Mas foi argumentando contra o PT que meu tio esperava que o Brasil pudesse pôr fim ao que chamava de "ideologia de gênero", que pudesse "metralhar os bandidos" - debaixo dele, que eu jurava conhecer minimamente, sempre existiu esse outro ser tão violento. Após tantos conflitos, bloqueamos um ao outro, e hoje, há três meses da presidência de Bolsonaro, não consigo mais olhar para ele e não ver tudo aquilo que vi. O monstro matou a criatura que, defendendo o fascismo, crê estar defendendo seu país - exatamente como fazem os americanos de Peele ao darem as mãos e protegerem as fronteiras das terras americanas. Ninguém entra mais por ali.
É uma mensagem forte para ser digerida rapidamente. Pensando nessas questões evidentes, ainda não fazia sentido pra mim o porquê daquela família também ter uma versão podre, como Peele poderia encaixar uma discussão racial por essa perspectiva?

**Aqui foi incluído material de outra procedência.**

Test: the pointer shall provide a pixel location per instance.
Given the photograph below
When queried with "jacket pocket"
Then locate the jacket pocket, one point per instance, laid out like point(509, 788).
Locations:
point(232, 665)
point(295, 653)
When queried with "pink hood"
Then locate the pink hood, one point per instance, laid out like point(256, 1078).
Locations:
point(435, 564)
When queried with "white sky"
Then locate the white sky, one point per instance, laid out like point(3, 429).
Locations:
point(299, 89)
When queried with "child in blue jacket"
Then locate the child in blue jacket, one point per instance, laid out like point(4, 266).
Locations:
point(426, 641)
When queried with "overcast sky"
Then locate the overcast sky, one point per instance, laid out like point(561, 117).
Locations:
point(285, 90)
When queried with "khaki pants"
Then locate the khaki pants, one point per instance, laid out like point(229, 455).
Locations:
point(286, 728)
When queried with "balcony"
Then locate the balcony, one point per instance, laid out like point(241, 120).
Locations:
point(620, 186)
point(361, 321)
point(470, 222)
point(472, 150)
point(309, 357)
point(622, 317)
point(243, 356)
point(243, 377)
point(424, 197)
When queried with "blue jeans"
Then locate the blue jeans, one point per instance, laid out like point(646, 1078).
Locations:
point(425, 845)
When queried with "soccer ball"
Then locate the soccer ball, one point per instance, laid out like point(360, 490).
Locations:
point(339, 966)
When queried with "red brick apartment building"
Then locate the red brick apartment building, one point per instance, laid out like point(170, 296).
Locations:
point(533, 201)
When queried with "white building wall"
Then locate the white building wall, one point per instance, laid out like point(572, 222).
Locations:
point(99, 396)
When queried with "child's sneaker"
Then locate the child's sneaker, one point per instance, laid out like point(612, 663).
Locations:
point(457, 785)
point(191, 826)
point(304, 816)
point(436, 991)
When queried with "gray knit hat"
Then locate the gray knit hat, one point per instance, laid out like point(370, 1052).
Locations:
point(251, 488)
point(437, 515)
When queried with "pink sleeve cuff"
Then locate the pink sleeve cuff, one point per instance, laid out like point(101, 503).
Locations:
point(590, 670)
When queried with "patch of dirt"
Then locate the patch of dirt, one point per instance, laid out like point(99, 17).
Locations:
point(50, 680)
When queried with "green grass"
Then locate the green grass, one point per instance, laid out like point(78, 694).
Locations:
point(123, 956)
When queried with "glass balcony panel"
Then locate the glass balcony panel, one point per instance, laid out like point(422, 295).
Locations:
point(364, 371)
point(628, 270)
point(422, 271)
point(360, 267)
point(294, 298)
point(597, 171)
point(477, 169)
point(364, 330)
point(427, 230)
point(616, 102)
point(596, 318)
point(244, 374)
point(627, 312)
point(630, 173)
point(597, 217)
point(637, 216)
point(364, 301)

E a resposta talvez seja tão assustadora quanto a pergunta. Parece, quanto mais penso, que o simples fato de ser norte-americano é o suficiente para que exista uma versão violenta - isso porque os EUA formam a nação bélica onde o armamento, a violência e a guerra estão impregnados na sua reconstrução imperialista no pós-guerra, encrustados no American Way of Life, está na arte, na política, em todos os lugares. Pense na quantidade de guerras que os políticos e banqueiros norte-americanos financiaram durante décadas, quantas guerras criaram (agora mesmo no oportunismo com a Venezuela), e em quantos dos conflitos mundiais estiveram envolvidos.
Na gestão de Barack Obama, o mundo descobriu o que já era suspeita: eles sabiam de todas as movimentações políticas que levaram e mantiveram por décadas as ditaduras latino-americanas. Sabiam da Operação Condor, aliança que uniu os regimes militares do Brasil, Argentina, Chile, Bolívia, Paraguai e Uruguai entre os anos 1970 e 1980. Influenciaram diretamente o Golpe Militar de 1964 no presidente João Goulart - estavam dispostos a enviar “uma força-tarefa naval, com um porta-aviões, quatro destróieres (contratorpedeiros) e navios-tanques para exercícios ostensivos na costa do Brasil” com o aval dos presidentes John F. Kennedy e Lyndon Johnson.
Ser dos Estados Unidos da América é fazer parte de toda essa história, nem que você seja o ser humano mais simpático e correto do planeta (como o Tom Hanks). Por aqui, no Brasil, os que ainda hoje apoiam o Golpe de 64, os 57,8 milhões que elegeram Bolsonaro, e os tantos que, do lado de cá, talvez como eu e você que lê, ainda se escondam muito bem.